21 Nov Wednesday round-up
The other day the United States federal government asked the Supreme Court to permit all the arrangements of President Donald Trump’s September 27 entry restriction to enter into impact while the federal government appeals an across the country injunction provided by a district court judge in Hawaii that now obstructs enforcement of essential parts of the restriction. Amy Howe has this blog‘s protection, which initially appeared atHowe on the Court Extra protection originates from Josh Gerstein at Politico, Jess Bravin for The Wall Street Journal, Lyle Denniston at his eponymous blog, and Ariane de Style at CNN.
At Constitution Daily, Scott Bomboy takes a look at Lozman v. City of Riviera Beach, Florida, where the justices will choose whether the presence of likely cause beats a Very first Change retaliatory-arrest claim. The Los Angeles Times editorial board weighs in on the case, arguing that “if the First Change implies anything, federal government authorities should not have the ability to penalize dissenters, even disrespectful ones, by selectively subjecting them to jail– even if the arrest may be validated on other premises.”

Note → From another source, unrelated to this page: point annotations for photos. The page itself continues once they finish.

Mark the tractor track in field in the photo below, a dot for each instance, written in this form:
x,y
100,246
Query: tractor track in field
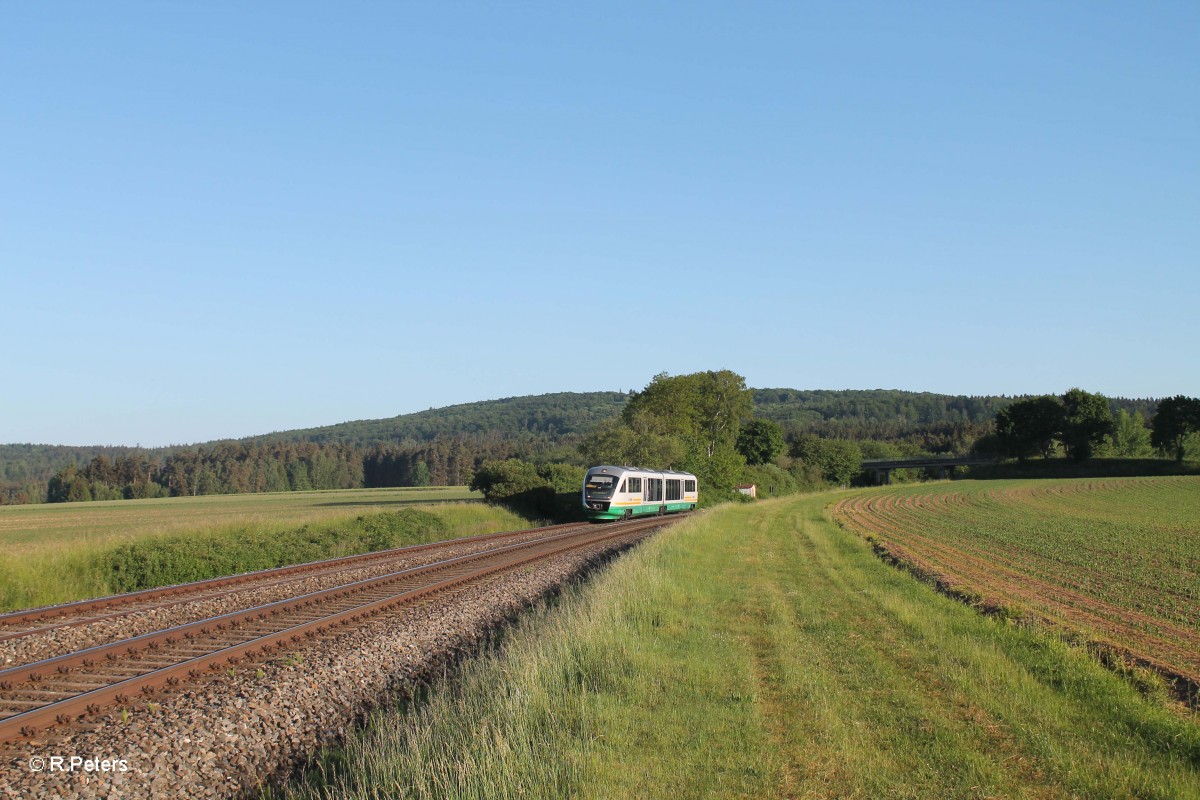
x,y
213,707
999,577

- The Open File keeps that in Floyd v. Alabama, a pending cert petition, “ the state courts have actually once again left it as much as the United States Supreme Court– obviously the last and just line of defense versus race discrimination in jury choice– to call a fig a fig.”
- At Empirical SCOTUS, Adam Feldman “takes a look at th[e] lawyers … who ha[ve] submitted effective petitions for the existing term [and] tracks these lawyers’ success at bringing cases to the Court on cert because the 2013 term.”
- At Quomodocumque, mathematician Jordan Ellenberg differs with a claim made at oral argument on behalf of the state of Wisconsin in partisan-gerrymandering case Gill v. Whitford, asserting that” the concept that [the] performance space flags neutral maps as frequently as partisan maps is simply incorrect, and it should not have actually belonged to the state’s argument prior to the court.”